Dataset Selection

What is Dataset Selection?

Dataset selection refers to the process of determining appropriate data type and source. It also refers to using the proper instrumentation and processes involved in gathering the data.

Researchers are oftentimes tasked with the difficulty of narrowing down information in a dataset to what is useful and pertinent for their specific project. Essentially researchers must balance between the time, resources, and money needed to sift through datasets in order to find information that is useful for their specific project.

Examples of datasets include:

  • CMS National Medicare and Medicaid health care claims and enrollment data
  • New Jersey Medicaid claims data
  • State administrative data (e.g., Department of Corrections)
  • Commercial pharmacy data (IQIVA)
  • Publicly available community-level datasets (e.g., HRSA (Health Resource and Services Administration) Area Health Resource File)
  • Mathematica
Mechanisms for Working with Big Data Sets

When working with large datasets, time is of the essence.

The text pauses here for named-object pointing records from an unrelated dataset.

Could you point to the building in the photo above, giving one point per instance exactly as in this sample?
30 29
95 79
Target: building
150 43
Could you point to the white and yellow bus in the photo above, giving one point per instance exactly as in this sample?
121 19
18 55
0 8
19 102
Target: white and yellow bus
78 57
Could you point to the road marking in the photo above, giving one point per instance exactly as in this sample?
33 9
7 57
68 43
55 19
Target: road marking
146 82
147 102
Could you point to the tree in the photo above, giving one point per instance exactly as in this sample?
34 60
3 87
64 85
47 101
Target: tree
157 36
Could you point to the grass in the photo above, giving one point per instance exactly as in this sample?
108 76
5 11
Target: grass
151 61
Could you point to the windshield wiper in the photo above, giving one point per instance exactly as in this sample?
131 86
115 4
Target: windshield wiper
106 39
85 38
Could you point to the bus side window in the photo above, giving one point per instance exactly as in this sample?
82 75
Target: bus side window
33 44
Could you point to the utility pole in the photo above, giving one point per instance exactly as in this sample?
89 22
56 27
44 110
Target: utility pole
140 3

This pertains to not only being mindful of the time needed to sort through datasets, but more so to data use agreements. Certain datasets must be requested ahead of time with the authorization of a data use agreement. These agreements refer to a contractual agreement referring to the transfer of data between government, non- profit, or private institutions. The data may be sensitive and have restrictions on who is able to access it. Therefore, investigators must be mindful of requesting a data use agreement ahead of time so they have it available when needed for study. Another common challenge to the storage of sensitive data in terms of security at institutions, access servers, and even IT support. Once the data has been received, it must be integrated safely into the system while restricting access to only authorized individuals for the purpose of research. Once the data has been safely stored, it can now be modified to create extracts for further analysis.

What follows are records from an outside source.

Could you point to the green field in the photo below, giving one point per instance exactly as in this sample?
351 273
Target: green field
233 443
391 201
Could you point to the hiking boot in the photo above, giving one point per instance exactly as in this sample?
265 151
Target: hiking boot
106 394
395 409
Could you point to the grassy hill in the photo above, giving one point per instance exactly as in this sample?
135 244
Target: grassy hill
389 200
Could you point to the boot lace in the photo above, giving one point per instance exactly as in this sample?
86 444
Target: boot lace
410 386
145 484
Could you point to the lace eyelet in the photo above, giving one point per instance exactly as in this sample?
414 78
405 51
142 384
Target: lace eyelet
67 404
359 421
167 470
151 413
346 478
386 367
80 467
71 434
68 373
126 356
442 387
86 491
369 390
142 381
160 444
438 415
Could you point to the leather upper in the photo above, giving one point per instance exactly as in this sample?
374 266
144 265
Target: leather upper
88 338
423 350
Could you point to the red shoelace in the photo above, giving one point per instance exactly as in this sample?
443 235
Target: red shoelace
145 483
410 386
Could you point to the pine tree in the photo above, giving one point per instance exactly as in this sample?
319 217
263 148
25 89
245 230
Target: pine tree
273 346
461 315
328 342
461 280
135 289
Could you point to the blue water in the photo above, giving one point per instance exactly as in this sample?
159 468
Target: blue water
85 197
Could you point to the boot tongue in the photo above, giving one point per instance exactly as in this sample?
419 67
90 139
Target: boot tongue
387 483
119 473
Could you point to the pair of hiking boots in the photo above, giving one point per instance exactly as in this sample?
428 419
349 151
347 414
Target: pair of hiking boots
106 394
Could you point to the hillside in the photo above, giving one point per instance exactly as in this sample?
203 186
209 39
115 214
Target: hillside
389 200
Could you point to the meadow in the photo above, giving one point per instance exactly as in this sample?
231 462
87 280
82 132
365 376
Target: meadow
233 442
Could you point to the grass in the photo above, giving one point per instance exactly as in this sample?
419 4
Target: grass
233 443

Not only is it important to condense large datasets;- it is also important to check the data to ensure its accuracy and applicability to the research question. Data validation is an integral step of research. Examples of issues to be mindful of when it comes to data checking include:

  • Duplicated individuals and
  • Blanks and invalid
  • Out of range data
  • Incomplete data
  • Source variables regarding inclusion and exclusion

Once data has been checked, it can now be linked with existing data. Doing so allows researchers to look at connections between datasets in order to develop even more complex research questions and hypotheses. Benefits of data linking include allowing researchers to have access to an even wider range of information that may be beneficial to advancing their study. It can also provide a different perspective when looking at the data to draw conclusions that might not have come up if the data was not linked. However, there are some challenges to be aware of including missing data, variable formats among data sets, and different measurement periods.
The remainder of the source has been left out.